Combustible Russia

From a column by Alexendros Petersen of CSIS in the Wall Street Journal:

The third combustible state may at first seem surprising, but it presents the greatest threat to U.S. strategic interests in the long term. According to the conventional view, Russian President Vladimir Putin’s growing authoritarian grip has brought stability and prosperity — hence his sky-high approval ratings — even as vast sections of the economy are effectively nationalized and the opposition and media are quashed. These developments create a stable, if overly confident Russia in the short term. But they are also a sign of Russia’s underlying combustibility.

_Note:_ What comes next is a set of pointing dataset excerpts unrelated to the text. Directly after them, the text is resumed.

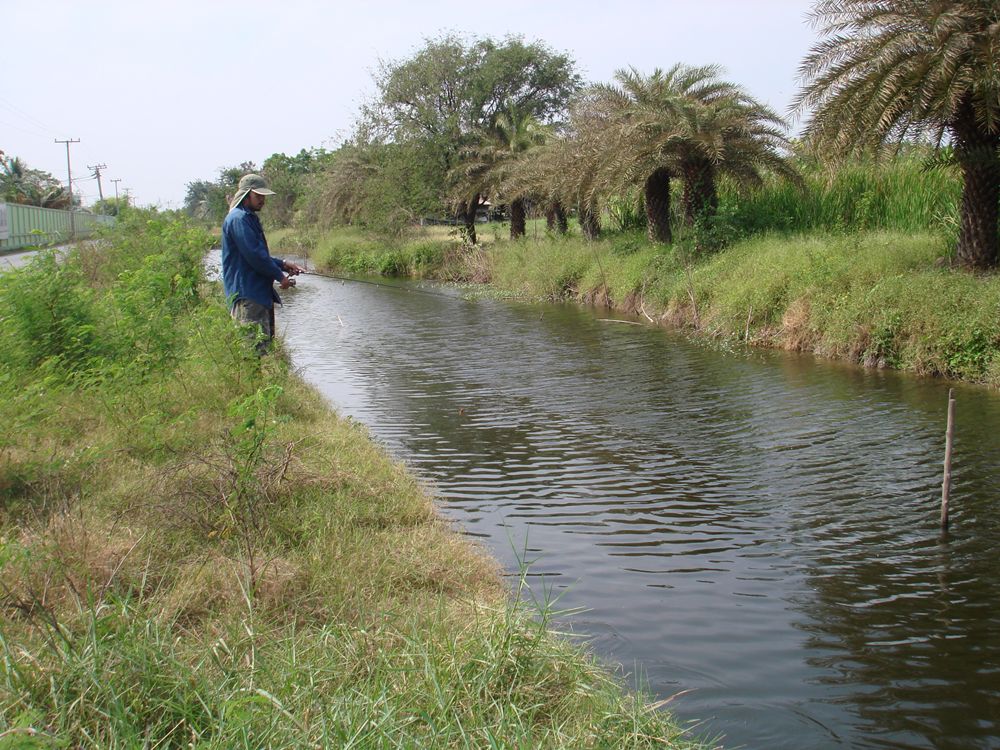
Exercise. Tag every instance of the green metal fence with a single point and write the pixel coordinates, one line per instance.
(31, 226)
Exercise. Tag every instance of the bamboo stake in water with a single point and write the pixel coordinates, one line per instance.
(949, 437)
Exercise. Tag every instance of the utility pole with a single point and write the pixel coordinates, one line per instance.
(69, 181)
(97, 173)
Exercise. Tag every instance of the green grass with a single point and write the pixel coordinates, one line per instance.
(878, 298)
(194, 551)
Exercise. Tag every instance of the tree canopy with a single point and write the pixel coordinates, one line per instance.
(890, 70)
(34, 187)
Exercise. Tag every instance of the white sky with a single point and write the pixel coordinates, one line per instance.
(165, 93)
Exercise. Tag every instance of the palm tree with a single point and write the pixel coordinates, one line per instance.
(686, 122)
(489, 164)
(889, 70)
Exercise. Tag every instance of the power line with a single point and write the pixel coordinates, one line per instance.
(69, 181)
(97, 173)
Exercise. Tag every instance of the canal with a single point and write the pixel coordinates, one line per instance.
(753, 532)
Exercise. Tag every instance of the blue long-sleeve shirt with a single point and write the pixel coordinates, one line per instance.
(248, 270)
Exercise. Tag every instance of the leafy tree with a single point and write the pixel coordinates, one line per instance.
(33, 187)
(290, 177)
(451, 92)
(209, 201)
(385, 186)
(206, 201)
(891, 70)
(489, 164)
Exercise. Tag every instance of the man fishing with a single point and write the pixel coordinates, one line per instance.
(248, 269)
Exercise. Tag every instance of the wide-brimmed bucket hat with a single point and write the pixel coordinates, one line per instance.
(248, 183)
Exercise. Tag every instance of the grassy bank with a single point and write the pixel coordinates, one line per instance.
(878, 298)
(194, 551)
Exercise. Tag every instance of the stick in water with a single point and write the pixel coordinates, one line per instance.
(949, 437)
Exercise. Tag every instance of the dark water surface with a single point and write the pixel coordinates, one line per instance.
(758, 530)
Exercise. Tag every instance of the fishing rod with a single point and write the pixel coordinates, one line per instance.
(377, 284)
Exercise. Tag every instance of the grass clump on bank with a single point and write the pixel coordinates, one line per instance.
(878, 298)
(195, 552)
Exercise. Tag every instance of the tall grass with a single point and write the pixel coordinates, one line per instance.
(195, 552)
(905, 194)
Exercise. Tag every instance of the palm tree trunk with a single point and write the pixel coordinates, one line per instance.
(467, 215)
(700, 197)
(555, 218)
(517, 218)
(657, 195)
(976, 151)
(590, 222)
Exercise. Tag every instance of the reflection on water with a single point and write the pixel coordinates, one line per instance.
(757, 529)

More than any other country in the world, Russia faces a long-term demographic crisis: The population of ethnic Russians declines by more than one million every year. Meanwhile, the number of Muslims in Russia, from the Caucasus, Central Asia and the Middle East, is surging through immigration and high birth rates. The response of many Russians is racist nationalism, in many cases encouraged by the state. The respected human rights group Memorial has linked Kremlin-supported youth group Nashi, which runs summer camps where white, Orthodox, ethnic Russians are encouraged to breed, to numerous hate crimes. As ethnic and religious minorities become majorities in a number of key neighborhoods, districts and towns, a counter-nationalist backlash brews. President Putin and his possible successors know this, and the strengthening of central power is part of a bid to prevent the biggest potential combustion of all: the Balkanization of Russia’s over 160 ethnic groups. Yet their clamp down could also exacerbate the tension. Local government restrictions, limiting the number of Muslim vendors at outdoor markets, for example, only serve to deepen minority frustration. Such an explosion in Eurasia would have profound implications for U.S. and European energy security, transnational crime and migration flows across the continent, not to mention the fate of Russia’s poorly secured stockpiles of nuclear materials. The Bush administration’s wariness of failed states is justified, but combustible countries that could destabilize entire regions through their inbuilt instability should be the priority.